Lamine Yamal empieza a mostrar cierta incomodidad con la planificación que está siguiendo el Barça. El extremo esperaba un verano mucho más ambicioso, especialmente en ataque, pero el club no ha terminado de cerrar el nueve que se consideraba prioritario. A eso se añade una política de salidas que afecta directamente a varios canteranos y amigos cercanos del jugador.
La sensación de Lamine Yamal es que algunas de las promesas realizadas al inicio del proyecto no se están cumpliendo. Flick había trasladado la idea de construir un equipo competitivo alrededor de los jóvenes más importantes, pero las decisiones tomadas con futbolistas formados en La Masia han generado dudas. Casadó, Héctor Fort o Balde son ejemplos de jugadores cuyo futuro se ha complicado en muy poco tiempo.

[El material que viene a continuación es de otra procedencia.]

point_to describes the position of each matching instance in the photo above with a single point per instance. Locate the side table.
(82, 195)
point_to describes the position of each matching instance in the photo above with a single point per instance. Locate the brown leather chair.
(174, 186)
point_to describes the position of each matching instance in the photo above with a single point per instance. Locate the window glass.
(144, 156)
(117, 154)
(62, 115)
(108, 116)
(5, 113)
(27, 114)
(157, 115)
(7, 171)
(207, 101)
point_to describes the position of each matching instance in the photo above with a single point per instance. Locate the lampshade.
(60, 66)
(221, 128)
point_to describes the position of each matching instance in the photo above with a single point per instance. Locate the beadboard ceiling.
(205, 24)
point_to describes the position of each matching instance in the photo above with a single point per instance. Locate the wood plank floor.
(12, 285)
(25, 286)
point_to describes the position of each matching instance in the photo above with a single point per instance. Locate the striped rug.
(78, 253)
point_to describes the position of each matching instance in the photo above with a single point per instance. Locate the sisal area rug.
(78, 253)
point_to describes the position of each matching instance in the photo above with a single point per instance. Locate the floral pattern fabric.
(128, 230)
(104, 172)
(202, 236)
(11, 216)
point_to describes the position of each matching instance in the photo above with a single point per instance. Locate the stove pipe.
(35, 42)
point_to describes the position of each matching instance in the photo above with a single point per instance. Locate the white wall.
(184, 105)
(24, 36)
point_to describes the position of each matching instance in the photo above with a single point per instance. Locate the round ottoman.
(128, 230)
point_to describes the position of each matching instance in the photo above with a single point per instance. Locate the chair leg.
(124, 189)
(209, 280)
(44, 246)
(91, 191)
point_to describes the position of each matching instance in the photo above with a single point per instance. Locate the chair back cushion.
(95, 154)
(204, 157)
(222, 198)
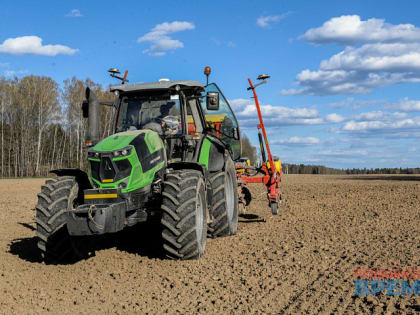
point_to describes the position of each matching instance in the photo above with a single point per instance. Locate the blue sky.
(344, 80)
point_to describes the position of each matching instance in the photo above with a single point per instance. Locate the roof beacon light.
(263, 76)
(113, 73)
(207, 71)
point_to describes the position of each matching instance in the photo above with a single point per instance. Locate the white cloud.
(274, 116)
(74, 13)
(389, 54)
(406, 105)
(160, 40)
(343, 153)
(350, 30)
(386, 127)
(379, 115)
(297, 141)
(334, 118)
(14, 73)
(33, 45)
(264, 21)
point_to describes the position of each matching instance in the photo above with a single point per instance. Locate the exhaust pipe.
(92, 135)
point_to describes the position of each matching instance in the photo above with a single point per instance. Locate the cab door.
(222, 123)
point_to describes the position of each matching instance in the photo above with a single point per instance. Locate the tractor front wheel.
(184, 215)
(57, 196)
(224, 202)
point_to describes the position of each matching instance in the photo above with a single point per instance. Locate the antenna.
(113, 73)
(207, 72)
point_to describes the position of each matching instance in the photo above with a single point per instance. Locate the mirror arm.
(107, 103)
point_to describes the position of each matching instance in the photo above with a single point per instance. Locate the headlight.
(123, 152)
(93, 154)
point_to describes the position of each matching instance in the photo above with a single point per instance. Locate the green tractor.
(167, 160)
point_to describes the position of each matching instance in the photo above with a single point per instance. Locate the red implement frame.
(272, 177)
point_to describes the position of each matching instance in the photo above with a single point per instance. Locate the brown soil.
(302, 260)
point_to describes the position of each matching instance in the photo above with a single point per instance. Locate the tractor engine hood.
(127, 160)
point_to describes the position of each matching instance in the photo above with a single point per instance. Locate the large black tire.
(224, 202)
(184, 215)
(57, 196)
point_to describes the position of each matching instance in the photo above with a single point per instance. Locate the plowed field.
(302, 260)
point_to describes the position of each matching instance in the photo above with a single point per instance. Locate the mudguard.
(81, 177)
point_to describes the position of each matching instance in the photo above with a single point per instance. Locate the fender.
(198, 167)
(81, 177)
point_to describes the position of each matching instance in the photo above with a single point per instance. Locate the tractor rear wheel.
(184, 215)
(224, 202)
(57, 196)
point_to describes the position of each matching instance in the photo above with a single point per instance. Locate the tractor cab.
(177, 110)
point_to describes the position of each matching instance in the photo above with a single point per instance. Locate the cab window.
(222, 122)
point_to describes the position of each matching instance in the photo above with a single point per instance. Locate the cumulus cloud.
(406, 105)
(264, 21)
(378, 54)
(14, 73)
(160, 40)
(74, 13)
(334, 118)
(351, 30)
(33, 45)
(274, 116)
(343, 153)
(267, 20)
(297, 141)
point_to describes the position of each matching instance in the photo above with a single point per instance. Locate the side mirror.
(85, 109)
(212, 102)
(236, 133)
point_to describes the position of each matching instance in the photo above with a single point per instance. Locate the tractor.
(170, 157)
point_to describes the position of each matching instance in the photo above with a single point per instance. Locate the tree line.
(320, 169)
(42, 127)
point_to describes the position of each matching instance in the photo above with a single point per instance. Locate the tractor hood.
(123, 139)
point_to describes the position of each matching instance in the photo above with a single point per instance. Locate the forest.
(42, 127)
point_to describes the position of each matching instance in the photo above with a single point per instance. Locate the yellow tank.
(277, 163)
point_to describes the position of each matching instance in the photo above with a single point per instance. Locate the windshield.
(222, 122)
(140, 112)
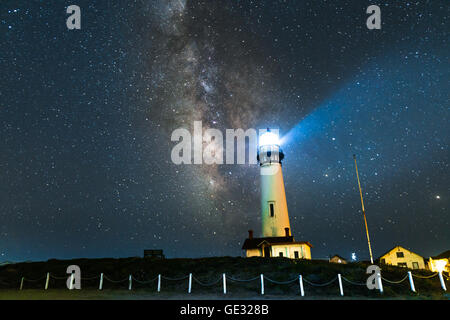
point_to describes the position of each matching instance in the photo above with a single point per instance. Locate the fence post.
(224, 284)
(442, 281)
(190, 283)
(46, 280)
(262, 283)
(300, 281)
(100, 286)
(340, 284)
(380, 284)
(71, 282)
(411, 282)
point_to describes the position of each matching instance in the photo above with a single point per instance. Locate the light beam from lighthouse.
(274, 212)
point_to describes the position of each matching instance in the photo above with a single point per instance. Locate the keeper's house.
(402, 257)
(440, 262)
(276, 247)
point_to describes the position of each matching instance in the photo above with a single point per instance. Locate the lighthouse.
(274, 213)
(277, 239)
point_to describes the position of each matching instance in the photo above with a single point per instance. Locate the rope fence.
(300, 279)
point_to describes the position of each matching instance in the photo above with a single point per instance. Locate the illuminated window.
(271, 209)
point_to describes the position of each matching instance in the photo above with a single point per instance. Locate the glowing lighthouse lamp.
(275, 219)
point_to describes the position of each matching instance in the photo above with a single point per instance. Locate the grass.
(208, 270)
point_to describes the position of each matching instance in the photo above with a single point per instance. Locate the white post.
(262, 283)
(71, 281)
(411, 282)
(224, 284)
(100, 286)
(46, 280)
(190, 283)
(340, 284)
(380, 284)
(442, 281)
(300, 281)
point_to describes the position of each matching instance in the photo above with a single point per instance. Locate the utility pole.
(364, 211)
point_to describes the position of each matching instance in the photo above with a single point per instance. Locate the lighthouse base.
(277, 247)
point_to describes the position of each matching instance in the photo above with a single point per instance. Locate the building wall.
(338, 260)
(253, 253)
(408, 258)
(288, 251)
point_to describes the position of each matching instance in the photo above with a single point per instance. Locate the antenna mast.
(364, 211)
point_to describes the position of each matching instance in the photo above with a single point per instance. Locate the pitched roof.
(338, 256)
(397, 246)
(255, 243)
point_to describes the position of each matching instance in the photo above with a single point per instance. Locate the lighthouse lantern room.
(277, 239)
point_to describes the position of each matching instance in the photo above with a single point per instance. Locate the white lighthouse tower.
(274, 213)
(276, 240)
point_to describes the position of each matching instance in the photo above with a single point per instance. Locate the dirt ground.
(60, 294)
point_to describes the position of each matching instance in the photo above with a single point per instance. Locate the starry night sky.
(86, 118)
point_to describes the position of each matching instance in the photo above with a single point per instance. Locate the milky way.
(87, 115)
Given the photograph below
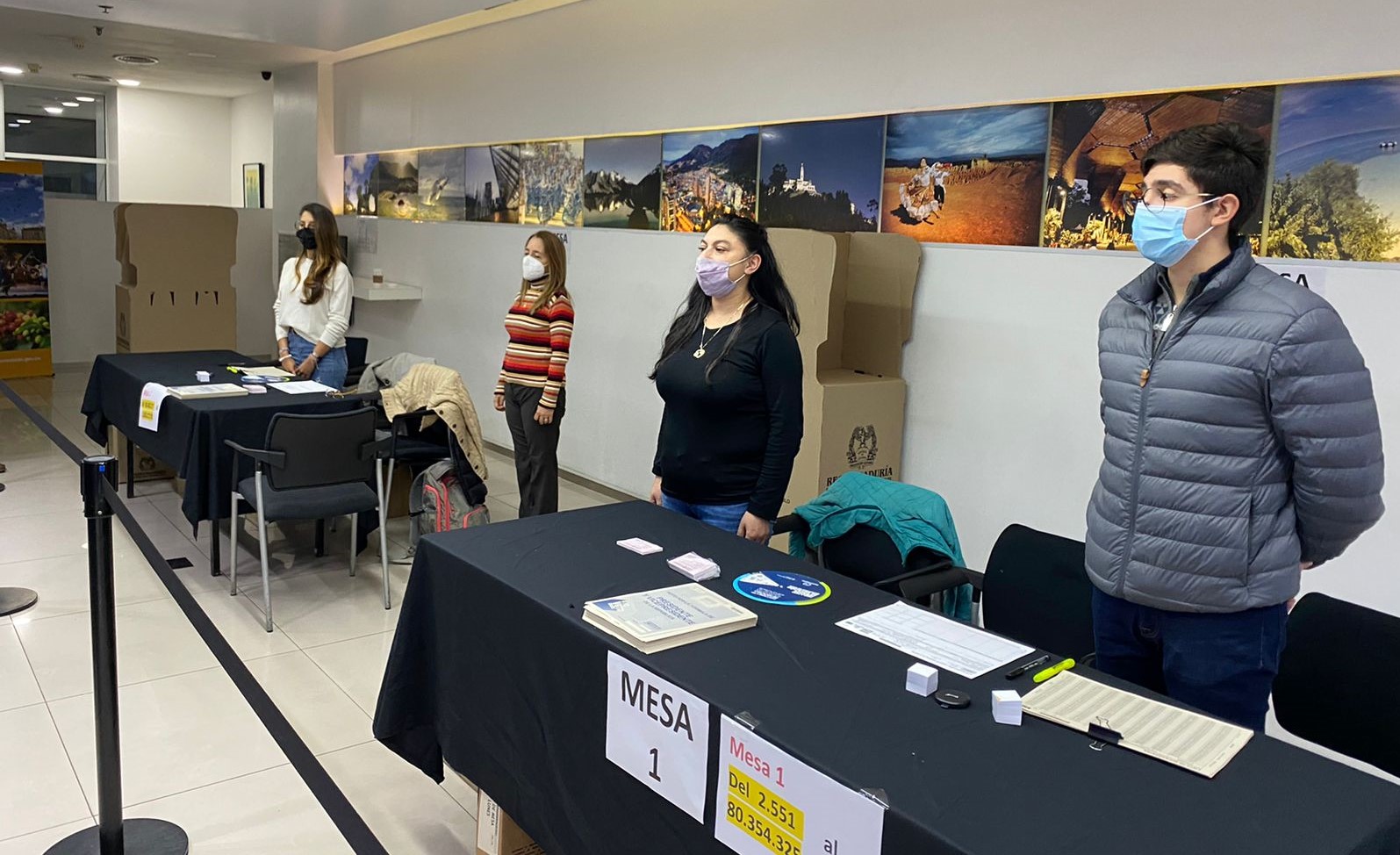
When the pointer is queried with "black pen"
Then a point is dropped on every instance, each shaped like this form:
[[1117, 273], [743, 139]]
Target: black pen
[[1037, 662]]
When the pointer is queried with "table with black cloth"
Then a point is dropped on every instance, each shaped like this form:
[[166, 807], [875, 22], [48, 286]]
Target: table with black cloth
[[494, 672], [192, 433]]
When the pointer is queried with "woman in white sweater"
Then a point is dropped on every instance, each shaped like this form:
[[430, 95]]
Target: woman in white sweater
[[312, 305]]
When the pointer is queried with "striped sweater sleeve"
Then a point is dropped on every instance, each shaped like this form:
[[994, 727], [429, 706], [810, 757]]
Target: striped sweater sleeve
[[560, 334]]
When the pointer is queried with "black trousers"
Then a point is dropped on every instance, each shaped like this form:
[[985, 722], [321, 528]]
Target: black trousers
[[536, 447]]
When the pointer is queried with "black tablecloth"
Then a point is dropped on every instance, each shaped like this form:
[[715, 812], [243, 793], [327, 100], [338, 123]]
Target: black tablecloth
[[494, 672], [190, 435]]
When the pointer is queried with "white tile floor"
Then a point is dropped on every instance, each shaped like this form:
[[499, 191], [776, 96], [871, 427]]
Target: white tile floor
[[193, 751]]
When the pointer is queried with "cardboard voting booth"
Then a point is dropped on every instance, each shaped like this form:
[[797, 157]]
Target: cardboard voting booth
[[176, 277], [176, 292], [856, 298]]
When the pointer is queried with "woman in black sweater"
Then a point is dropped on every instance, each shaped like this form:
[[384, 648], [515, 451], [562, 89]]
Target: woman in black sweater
[[731, 376]]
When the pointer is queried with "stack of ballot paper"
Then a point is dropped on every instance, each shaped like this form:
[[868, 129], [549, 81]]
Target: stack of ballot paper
[[693, 567], [668, 617]]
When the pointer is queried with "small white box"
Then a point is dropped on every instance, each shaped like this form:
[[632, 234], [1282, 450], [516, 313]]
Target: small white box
[[922, 679], [1006, 707], [637, 544]]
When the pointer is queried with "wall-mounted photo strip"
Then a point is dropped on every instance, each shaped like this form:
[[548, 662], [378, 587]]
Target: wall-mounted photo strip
[[359, 185], [397, 185], [708, 174], [966, 176], [1095, 151], [621, 183], [553, 176], [493, 183], [1336, 188], [442, 185], [821, 176]]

La falta de un nueve también genera frustración
Lamine Yamal considera especialmente importante contar con un delantero de referencia. Su juego mejora cuando tiene un nueve fijo que ocupe centrales, ataque el área y le permita recibir con más libertad desde la derecha. El hecho de que el Barça no haya cerrado esa pieza ha dejado una sensación de planificación incompleta.
El extremo entiende las dificultades económicas, pero también esperaba que el club priorizara ese fichaje por encima de otras operaciones. Para él, contar con un delantero que interprete bien sus movimientos puede marcar una diferencia enorme en su rendimiento durante toda la temporada.
Las salidas de canteranos pesan todavía más
El aspecto que más le incomoda, sin embargo, es la situación de varios compañeros con los que mantiene una relación muy cercana. Lamine Yamal ha crecido junto a muchos de ellos y no termina de entender que ahora sean precisamente esos jugadores los que tengan más opciones de abandonar el club.
Flick quiere dejarle claro que todas las decisiones responden a motivos deportivos y que ninguna salida busca perjudicarlo. Aun así, la acumulación de movimientos genera ruido. Lamine sigue comprometido con el Barça y no plantea ningún problema inmediato, pero cada vez observa con más atención cómo se desarrolla un proyecto que debía construirse alrededor de su generación.